The normal constraints are called hard constraints because it is mandatory for the solver to always satisfy them. If the solver fails to find a solution, then the randomization will fail.

However, a constraint declared as `soft` gives the solver some flexibility that the constraint need to be satisfied if there are other contradicting constraints - either hard or a soft constraint with higher priority.

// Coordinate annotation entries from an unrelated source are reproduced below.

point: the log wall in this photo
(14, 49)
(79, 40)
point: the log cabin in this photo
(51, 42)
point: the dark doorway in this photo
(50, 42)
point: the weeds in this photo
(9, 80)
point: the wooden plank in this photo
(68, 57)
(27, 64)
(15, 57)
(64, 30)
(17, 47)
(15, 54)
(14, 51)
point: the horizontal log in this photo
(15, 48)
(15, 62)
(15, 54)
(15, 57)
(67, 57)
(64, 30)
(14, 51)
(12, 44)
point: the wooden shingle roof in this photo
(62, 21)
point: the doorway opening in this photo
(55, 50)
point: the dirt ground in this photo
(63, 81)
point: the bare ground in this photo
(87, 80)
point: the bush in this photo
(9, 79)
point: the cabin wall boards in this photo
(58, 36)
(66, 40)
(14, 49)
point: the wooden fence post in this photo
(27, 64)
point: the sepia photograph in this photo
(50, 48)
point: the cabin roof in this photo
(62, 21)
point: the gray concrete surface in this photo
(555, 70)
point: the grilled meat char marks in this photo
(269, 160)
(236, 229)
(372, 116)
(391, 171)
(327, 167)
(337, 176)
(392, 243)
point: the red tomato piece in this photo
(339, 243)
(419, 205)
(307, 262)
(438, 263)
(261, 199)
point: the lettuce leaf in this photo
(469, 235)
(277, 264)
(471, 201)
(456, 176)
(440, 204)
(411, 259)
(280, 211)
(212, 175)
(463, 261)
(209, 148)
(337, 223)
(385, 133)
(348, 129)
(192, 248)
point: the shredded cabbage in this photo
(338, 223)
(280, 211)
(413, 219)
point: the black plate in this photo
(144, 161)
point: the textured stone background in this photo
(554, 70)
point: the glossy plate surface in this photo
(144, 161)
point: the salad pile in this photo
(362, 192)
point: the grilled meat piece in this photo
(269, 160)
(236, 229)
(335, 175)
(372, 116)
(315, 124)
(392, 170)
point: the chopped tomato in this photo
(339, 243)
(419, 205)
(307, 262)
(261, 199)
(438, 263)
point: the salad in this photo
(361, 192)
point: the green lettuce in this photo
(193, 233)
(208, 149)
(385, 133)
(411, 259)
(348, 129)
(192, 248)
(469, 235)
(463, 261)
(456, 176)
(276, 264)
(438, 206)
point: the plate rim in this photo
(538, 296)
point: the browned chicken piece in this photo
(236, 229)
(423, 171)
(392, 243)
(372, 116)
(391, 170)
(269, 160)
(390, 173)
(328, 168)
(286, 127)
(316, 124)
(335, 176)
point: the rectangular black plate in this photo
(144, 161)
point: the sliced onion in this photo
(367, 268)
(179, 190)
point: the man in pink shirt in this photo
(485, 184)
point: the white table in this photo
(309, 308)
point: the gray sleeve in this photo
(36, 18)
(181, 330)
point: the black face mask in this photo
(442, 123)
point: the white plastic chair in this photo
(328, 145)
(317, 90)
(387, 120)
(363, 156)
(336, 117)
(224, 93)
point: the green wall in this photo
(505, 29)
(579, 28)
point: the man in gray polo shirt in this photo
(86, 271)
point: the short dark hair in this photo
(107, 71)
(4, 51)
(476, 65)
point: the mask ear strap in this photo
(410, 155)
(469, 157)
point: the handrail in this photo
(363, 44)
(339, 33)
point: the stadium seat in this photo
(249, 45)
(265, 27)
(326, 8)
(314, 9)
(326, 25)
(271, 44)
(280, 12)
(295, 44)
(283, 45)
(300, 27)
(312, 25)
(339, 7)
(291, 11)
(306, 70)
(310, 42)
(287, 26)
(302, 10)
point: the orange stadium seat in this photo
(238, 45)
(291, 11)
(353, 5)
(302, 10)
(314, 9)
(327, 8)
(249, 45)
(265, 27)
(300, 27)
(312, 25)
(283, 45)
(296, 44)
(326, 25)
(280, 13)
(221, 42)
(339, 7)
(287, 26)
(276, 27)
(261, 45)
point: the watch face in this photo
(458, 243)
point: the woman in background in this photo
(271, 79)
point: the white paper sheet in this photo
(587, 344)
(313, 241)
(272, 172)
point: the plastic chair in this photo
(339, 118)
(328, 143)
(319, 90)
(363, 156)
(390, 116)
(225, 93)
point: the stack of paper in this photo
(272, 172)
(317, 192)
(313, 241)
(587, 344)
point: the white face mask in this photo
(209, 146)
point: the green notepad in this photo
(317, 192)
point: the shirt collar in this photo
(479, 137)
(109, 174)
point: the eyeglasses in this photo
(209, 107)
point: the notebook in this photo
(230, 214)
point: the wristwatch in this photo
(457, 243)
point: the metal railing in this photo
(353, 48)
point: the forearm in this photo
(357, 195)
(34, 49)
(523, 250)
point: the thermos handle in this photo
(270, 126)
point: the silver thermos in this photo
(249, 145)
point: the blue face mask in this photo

Soft constraints are used to specify default valus and distributions for random variables.

## Example

Shown in the example below is a soft constraint that tells the solver to produce values within 4 and 12 for the variable called data.

```  ```

class ABC;
rand bit [3:0] data;

// This constraint is defined as "soft"
constraint c_data { soft data >= 4;
data <= 12; }
endclass

module tb;
ABC abc;

initial begin
abc = new;
for (int i = 0; i < 5; i++) begin
abc.randomize();
\$display ("abc = 0x%0h", abc.data);
end
end
endmodule

```
```

As expected, values of the randomized variable lies within 4 and 12.

Simulation Log
```ncsim> run
abc = 0x4
abc = 0x8
abc = 0x4
abc = 0x7
abc = 0x7
ncsim: *W,RNQUIE: Simulation is complete.

```

Let's see how a contradicting inline constraint is handled in this case.

```  ```

module tb;
ABC abc;

initial begin
abc = new;
for (int i = 0; i < 5; i++) begin
abc.randomize() with { data == 2; };
\$display ("abc = 0x%0h", abc.data);
end
end
endmodule

```
```

See that the contradicting inline constraint allowed the solver to constrain value of the variable to 2.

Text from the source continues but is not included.